YOUR SOLIN GENERATED RECIPE
Berry-Stuffed French Toast Bake
Sprouted grain bread cubes baked in a protein-rich custard with a creamy berry filling that creates a delightfully jammy texture in every bite.
INGREDIENTS
3 slices sprouted grain bread
1 cup egg whites
0.5 cup non-fat Greek yogurt
0.25 cup fresh blueberries
0.25 cup fresh raspberries
0.5 tsp ground cinnamon
1 tsp vanilla extract
1 tsp pure maple syrup
0.13 tsp sea salt
PREPARATION
Preheat your oven to 375°F (190°C) and lightly grease a small oven-safe baking dish.
Cut the sprouted grain bread into 1-inch cubes and set aside.
In a medium mixing bowl, whisk together the egg whites, ground cinnamon, vanilla extract, and sea salt until the mixture is slightly frothy.

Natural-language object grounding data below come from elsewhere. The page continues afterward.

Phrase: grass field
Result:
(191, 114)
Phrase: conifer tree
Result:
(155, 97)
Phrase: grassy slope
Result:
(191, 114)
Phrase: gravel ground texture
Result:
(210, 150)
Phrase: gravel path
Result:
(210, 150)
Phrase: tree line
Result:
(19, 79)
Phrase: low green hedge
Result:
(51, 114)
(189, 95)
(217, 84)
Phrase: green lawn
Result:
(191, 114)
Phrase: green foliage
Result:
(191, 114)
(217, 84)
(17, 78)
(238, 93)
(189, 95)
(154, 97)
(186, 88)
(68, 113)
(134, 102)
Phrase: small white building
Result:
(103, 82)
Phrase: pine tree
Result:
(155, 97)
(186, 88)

In a separate small bowl, combine the non-fat Greek yogurt with half of the pure maple syrup, stirring until smooth.
Place half of the bread cubes into the bottom of the prepared baking dish.
Spoon the yogurt mixture over the bread layer and top with half of the blueberries and raspberries.

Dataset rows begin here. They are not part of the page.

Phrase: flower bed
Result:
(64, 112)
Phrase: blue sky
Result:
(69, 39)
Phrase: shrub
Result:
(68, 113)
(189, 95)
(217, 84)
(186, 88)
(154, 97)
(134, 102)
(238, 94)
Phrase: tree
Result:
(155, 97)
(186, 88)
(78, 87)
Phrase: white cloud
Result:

Add the remaining bread cubes on top and sprinkle with the rest of the fresh berries.
Slowly pour the egg white mixture over the entire dish, pressing down gently with a spoon to ensure all bread pieces are submerged and soaking up the liquid.
Bake for 25 to 30 minutes, or until the top is golden and the custard is fully set.
Remove from the oven and drizzle with the remaining maple syrup before serving warm.